Ощущая тяжесть на сердце, мальчик встал, вытер лицо, вновь залитое слезами, полой набедренной повязки, убирая грязь, пыль и спекшуюся кровь. Потом с сожалением повернулся в сторону Исхода.

Возникший неизвестно откуда низкий голос внезапно прорвал тишину:

– Дитя, ты выбрал прекрасный камень! Самый красивый! А овладение красотой требует великого терпения!

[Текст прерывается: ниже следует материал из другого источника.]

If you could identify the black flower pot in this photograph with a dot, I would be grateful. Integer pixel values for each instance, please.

Вначале ребенка охватил ужас. Страх, что его поймал амфан. Окаменев, он не решался обернуться. Потом вспомнил, что ни разу не слышал подобного голоса, невероятно сурового и невероятно нежного одновременно. Он рискнул бросить взгляд через плечо.

На соседнем камне, скрестив обнаженные ноги, сидел человек. Огромный бесформенный кусок серой ткани был обернут вокруг его талии и плеч. Длинные черные волосы обрамляли бронзовое лицо с круглыми скулами. В черных глазах вспыхивали хитрые и добрые искорки. Длинные, гибкие" пальцы расчесывали густую бороду. Он весело расхохотался при виде обескураженного мальчугана. Потом сказал:

– Дитя, совершенство не может удовлетвориться приблизительностью! Видел ли ты цветок без цвета, без запаха, без стебля, который держит его? Как тебя зовут?

Хотя Шари немного успокоился, сердце его продолжало отчаянно биться.

– Шари… Шари Рампулин… Я – сын Найоны Рампулин, мой отец умер очень давно! – выпалил он, не переводя дыхания.

– Шари! Очень красивое имя! – воскликнул человек. – Знаешь ли ты, что оно означает?.. Нет? На древнем языке Матери-Земли оно значит «Звезда, которая сверкает вдали».

Внезапная мысль поразила Шари: этот незнакомец не мог быть никем иным, как гимлайским безумцем, таинственным существом, от встречи с которым амфаны предостерегали всех детей. Они уверяли, что он демон, сын ядерной колдуньи и слившихся атомов, адский змей, чьи слова смущают дух. Словно догадавшись о мыслях ребенка, человек заявил:

– Теперь мой черед представиться: я тот, кого жрецы твоего народа презрительно называют «горным безумцем» или «демоном с разрушительным словом»! Я тот, кто вселяет безумие в сердца детей и простых духом. Я тот, кто вселяет страх… Ты боишься меня, Шари Рампулин?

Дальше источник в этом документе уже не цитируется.